If the first 'Best Exotic Marigold Hotel' was all about seeking rest and relaxation half a world away in India, then its relatively hectic successor finds the entire ensemble hustling jobs in Jaipur: Douglas (Nighy) gives tours of sites about which he knows precious little; Madge (Celia Imrie) and Norman (Ronald Pickup) tend bar at the expats' club; Evelyn (Dench) hunts for exotic fabrics; and Muriel (Maggie Smith) co-manages the establishment, which has been such a success that its ambitious and newly engaged owner, Sonny Kapoor (Dev Patel), is looking to expand.
The hive of activities are good for business, though it makes for a rather high-stress retirement, as no one seems to be noticing that they made the move to escape the grind.

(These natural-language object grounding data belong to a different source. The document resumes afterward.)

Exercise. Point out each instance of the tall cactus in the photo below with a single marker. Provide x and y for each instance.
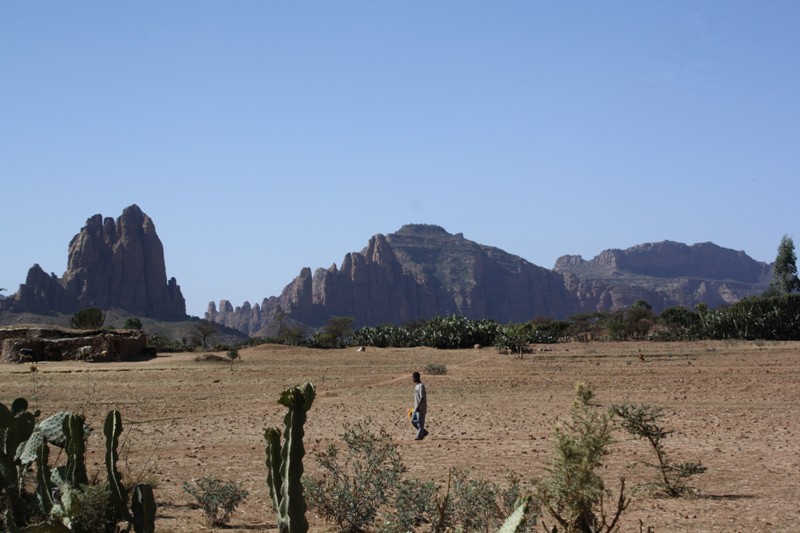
(119, 493)
(285, 463)
(44, 486)
(76, 450)
(144, 509)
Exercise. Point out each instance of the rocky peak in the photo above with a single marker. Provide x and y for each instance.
(111, 264)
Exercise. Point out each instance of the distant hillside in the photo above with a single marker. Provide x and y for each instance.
(423, 271)
(665, 274)
(419, 272)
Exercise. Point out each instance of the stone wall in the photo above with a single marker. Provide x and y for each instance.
(34, 344)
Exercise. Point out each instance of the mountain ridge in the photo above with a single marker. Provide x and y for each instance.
(422, 271)
(418, 272)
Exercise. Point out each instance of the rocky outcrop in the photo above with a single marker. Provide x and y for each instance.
(111, 264)
(421, 271)
(417, 273)
(33, 344)
(665, 274)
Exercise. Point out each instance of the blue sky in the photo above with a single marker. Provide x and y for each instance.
(264, 136)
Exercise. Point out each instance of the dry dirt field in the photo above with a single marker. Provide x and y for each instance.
(735, 406)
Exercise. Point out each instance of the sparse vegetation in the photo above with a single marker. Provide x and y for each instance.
(364, 485)
(644, 421)
(232, 354)
(436, 369)
(785, 279)
(201, 331)
(90, 318)
(133, 323)
(359, 482)
(573, 493)
(216, 498)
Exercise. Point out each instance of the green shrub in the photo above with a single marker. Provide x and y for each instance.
(90, 318)
(573, 492)
(415, 505)
(90, 510)
(133, 323)
(643, 421)
(480, 505)
(436, 369)
(217, 499)
(358, 483)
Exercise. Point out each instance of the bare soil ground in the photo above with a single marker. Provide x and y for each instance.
(734, 406)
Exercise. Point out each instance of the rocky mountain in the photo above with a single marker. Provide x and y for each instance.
(111, 264)
(419, 272)
(664, 274)
(422, 271)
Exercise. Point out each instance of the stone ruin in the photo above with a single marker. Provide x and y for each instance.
(30, 344)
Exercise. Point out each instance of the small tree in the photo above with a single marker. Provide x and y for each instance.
(202, 330)
(339, 328)
(642, 421)
(233, 355)
(89, 318)
(514, 338)
(784, 273)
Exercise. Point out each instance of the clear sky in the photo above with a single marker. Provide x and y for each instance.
(267, 136)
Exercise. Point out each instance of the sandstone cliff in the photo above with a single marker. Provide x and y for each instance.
(665, 274)
(417, 273)
(111, 264)
(422, 271)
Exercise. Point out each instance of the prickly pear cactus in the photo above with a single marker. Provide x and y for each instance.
(16, 427)
(285, 463)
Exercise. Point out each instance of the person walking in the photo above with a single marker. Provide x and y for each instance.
(420, 407)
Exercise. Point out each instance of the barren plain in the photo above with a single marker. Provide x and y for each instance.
(735, 406)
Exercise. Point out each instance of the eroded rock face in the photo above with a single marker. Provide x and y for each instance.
(419, 272)
(665, 274)
(111, 264)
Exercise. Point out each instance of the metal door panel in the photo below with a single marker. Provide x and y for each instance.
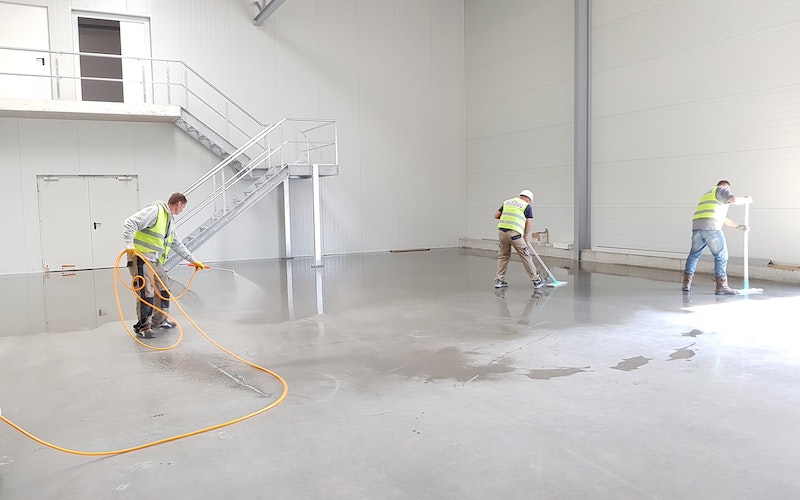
(64, 222)
(112, 200)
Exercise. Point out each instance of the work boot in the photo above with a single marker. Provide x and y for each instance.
(146, 332)
(687, 281)
(723, 288)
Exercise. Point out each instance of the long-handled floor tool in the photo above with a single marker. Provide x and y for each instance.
(553, 281)
(747, 290)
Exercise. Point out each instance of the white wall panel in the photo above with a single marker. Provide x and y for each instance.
(447, 173)
(519, 94)
(391, 73)
(12, 256)
(685, 94)
(339, 97)
(515, 32)
(522, 72)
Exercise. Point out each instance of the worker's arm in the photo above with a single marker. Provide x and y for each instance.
(740, 200)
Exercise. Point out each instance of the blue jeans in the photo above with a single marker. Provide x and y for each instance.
(714, 239)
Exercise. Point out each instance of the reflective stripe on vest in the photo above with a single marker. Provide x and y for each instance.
(710, 207)
(513, 216)
(155, 239)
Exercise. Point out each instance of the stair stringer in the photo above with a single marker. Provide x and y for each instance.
(260, 188)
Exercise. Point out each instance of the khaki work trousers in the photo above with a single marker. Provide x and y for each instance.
(509, 239)
(151, 283)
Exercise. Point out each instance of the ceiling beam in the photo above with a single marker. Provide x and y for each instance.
(267, 9)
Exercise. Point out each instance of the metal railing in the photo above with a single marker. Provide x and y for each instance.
(145, 80)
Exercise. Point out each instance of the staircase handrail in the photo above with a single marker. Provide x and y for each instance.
(141, 79)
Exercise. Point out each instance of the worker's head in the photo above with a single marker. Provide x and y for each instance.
(176, 203)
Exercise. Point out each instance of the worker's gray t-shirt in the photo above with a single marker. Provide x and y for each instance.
(723, 193)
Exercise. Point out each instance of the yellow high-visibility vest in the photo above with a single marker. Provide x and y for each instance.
(155, 239)
(513, 216)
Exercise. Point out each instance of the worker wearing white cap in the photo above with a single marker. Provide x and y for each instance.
(515, 216)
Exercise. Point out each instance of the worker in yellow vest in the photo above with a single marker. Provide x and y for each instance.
(515, 216)
(709, 217)
(150, 232)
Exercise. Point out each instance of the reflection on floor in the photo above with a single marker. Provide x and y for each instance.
(409, 376)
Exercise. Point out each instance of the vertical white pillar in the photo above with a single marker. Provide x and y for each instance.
(317, 218)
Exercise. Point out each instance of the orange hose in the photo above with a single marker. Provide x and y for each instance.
(134, 288)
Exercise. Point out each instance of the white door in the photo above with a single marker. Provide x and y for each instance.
(81, 219)
(24, 27)
(63, 222)
(112, 199)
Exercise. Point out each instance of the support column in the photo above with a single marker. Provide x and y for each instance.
(583, 122)
(287, 221)
(317, 218)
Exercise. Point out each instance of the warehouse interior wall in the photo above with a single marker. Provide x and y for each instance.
(519, 81)
(687, 93)
(390, 73)
(684, 94)
(445, 108)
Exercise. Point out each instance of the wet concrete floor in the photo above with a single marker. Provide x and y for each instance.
(409, 377)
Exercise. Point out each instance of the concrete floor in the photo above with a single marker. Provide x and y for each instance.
(410, 377)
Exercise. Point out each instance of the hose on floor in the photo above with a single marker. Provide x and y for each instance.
(134, 287)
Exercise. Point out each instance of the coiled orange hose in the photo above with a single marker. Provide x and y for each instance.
(134, 287)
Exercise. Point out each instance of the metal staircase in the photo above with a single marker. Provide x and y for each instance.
(291, 148)
(203, 134)
(255, 157)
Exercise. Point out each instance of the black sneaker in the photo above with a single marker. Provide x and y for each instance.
(146, 332)
(500, 283)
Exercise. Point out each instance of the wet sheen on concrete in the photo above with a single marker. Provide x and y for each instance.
(409, 376)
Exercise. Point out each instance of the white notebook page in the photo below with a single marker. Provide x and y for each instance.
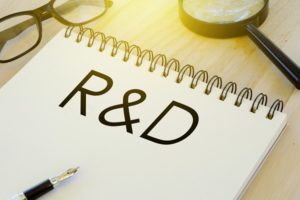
(40, 139)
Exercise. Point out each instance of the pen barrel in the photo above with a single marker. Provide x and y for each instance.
(288, 67)
(39, 190)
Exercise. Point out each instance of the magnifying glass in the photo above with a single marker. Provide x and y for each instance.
(231, 18)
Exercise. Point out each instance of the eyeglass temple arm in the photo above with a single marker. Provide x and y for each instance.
(70, 5)
(44, 13)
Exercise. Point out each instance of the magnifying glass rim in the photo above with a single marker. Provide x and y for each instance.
(222, 30)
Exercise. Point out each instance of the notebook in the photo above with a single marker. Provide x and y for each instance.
(139, 125)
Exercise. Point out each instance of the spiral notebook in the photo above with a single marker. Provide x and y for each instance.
(139, 125)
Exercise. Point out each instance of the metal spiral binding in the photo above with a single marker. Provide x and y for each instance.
(189, 70)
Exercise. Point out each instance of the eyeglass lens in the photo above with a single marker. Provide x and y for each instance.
(79, 11)
(17, 35)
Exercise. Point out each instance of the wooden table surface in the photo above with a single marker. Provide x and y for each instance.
(154, 24)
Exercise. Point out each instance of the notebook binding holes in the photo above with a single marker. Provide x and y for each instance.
(189, 70)
(261, 99)
(229, 87)
(182, 72)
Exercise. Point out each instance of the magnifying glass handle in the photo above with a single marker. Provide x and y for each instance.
(280, 59)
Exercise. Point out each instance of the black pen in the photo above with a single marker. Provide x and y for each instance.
(44, 187)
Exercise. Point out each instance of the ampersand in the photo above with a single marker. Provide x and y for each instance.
(126, 104)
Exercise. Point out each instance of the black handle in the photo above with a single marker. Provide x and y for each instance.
(39, 190)
(280, 59)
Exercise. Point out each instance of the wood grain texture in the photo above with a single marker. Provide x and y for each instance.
(154, 24)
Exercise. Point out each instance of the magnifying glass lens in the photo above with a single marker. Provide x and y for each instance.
(222, 11)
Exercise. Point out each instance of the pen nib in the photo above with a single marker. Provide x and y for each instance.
(66, 175)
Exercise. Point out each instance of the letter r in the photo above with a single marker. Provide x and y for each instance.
(84, 91)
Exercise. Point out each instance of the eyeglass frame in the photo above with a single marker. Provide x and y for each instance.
(39, 15)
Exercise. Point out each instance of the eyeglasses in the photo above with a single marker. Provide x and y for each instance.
(21, 32)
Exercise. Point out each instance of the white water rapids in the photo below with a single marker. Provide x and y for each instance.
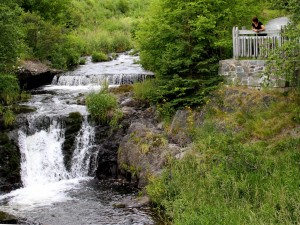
(51, 194)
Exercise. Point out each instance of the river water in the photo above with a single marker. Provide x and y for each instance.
(51, 194)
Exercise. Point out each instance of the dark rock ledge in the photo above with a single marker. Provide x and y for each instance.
(33, 74)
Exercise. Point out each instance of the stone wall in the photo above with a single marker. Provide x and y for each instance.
(249, 73)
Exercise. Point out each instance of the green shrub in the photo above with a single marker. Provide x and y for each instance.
(82, 61)
(99, 57)
(228, 182)
(103, 107)
(8, 117)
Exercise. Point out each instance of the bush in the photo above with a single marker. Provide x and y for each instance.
(103, 107)
(8, 118)
(9, 89)
(99, 57)
(177, 93)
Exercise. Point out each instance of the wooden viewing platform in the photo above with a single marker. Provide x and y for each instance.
(247, 44)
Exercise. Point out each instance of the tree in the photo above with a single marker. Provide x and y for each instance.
(286, 59)
(11, 34)
(189, 37)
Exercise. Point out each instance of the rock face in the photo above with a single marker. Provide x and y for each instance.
(10, 164)
(33, 74)
(146, 147)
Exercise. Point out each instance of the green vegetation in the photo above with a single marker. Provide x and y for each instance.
(99, 57)
(244, 166)
(103, 107)
(176, 93)
(286, 59)
(58, 33)
(189, 38)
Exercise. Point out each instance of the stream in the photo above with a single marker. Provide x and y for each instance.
(51, 193)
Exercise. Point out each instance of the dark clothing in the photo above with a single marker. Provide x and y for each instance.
(258, 27)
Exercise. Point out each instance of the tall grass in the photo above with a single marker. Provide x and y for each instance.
(103, 107)
(238, 173)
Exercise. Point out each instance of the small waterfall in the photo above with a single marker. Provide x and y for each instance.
(81, 161)
(42, 157)
(97, 79)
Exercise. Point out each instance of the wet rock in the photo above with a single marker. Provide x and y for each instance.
(133, 202)
(143, 153)
(10, 164)
(6, 218)
(34, 74)
(72, 126)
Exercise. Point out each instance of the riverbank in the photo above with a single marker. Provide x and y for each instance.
(243, 164)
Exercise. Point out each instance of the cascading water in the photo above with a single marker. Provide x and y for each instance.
(81, 161)
(51, 193)
(41, 156)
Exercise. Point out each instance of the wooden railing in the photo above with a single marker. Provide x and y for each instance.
(247, 44)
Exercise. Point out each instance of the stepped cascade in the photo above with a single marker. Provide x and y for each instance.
(59, 159)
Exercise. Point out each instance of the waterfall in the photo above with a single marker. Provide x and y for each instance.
(83, 154)
(42, 157)
(69, 79)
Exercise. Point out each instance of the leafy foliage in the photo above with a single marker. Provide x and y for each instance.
(189, 37)
(103, 107)
(176, 93)
(9, 89)
(286, 59)
(238, 172)
(11, 34)
(99, 57)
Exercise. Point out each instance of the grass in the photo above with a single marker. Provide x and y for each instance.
(244, 167)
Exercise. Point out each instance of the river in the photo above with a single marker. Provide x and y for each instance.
(51, 193)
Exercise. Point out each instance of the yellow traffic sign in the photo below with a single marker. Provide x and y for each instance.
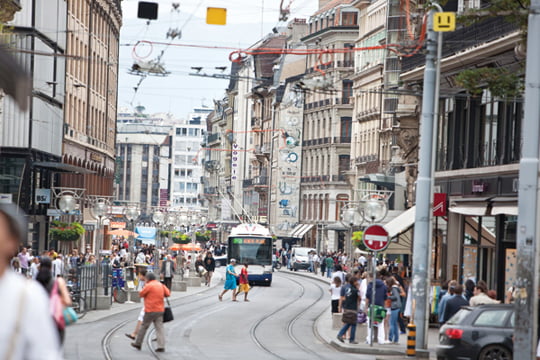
(216, 16)
(444, 21)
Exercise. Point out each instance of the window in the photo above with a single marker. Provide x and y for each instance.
(492, 318)
(349, 18)
(346, 92)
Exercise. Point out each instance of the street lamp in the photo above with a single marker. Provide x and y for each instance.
(132, 213)
(158, 217)
(351, 217)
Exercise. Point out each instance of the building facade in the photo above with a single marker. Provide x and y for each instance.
(31, 140)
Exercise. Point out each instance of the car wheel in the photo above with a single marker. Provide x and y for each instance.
(495, 352)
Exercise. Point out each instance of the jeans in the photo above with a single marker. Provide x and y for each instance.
(394, 328)
(344, 330)
(157, 319)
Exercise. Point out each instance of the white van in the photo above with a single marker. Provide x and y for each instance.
(300, 258)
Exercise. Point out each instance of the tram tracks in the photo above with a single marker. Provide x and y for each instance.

Judi Dench and Bill Nighy share a moment in 'The Second Best Marigold Hotel' | Photo: 20th Century Fox
Though his original hotel is still something of a shambles, Sonny has ambitions to buy a neighbouring property and fix it up, too, but for that, he'll need the financial backing of Evergreen, a US-based retirement company managed by a visionary investor (David Strathairn) whose philosophy, "Leaves don't need to fall", may as well be the mantra of all the hotel's overworked residents.
Deferred retirements aside, they've never been happier – which is a curious place to begin for a film that must then manufacture inconsequential misunderstandings and easily resolved conflicts in order to justify another two hours spent in the company of its generally affable ensemble.
Even Smith seems to have warmed this time around: 19 days older than Dench both onscreen and in real life, she's the character we can't bear to live without – that director John Madden and screenwriter Ol Parker (both back from the original) clearly calculated when shifting the narration duties over from Dench to Smith.
She opens and closes the film, sitting there like a fresh-cut onion, making you question whether that mistiness you feel is real or some well-calculated chemical reaction – in much the same way Thomas Newman's score works, elbowing its way in to boost the energy at any moment we might want to catch our breath, while also supporting two full-blown Bollywood-style dance numbers.
If the filmmakers have a secret weapon, it would be the addition of Richard Gere, who can weaken the knees of a certain demographic faster than you can say "osteoporosis".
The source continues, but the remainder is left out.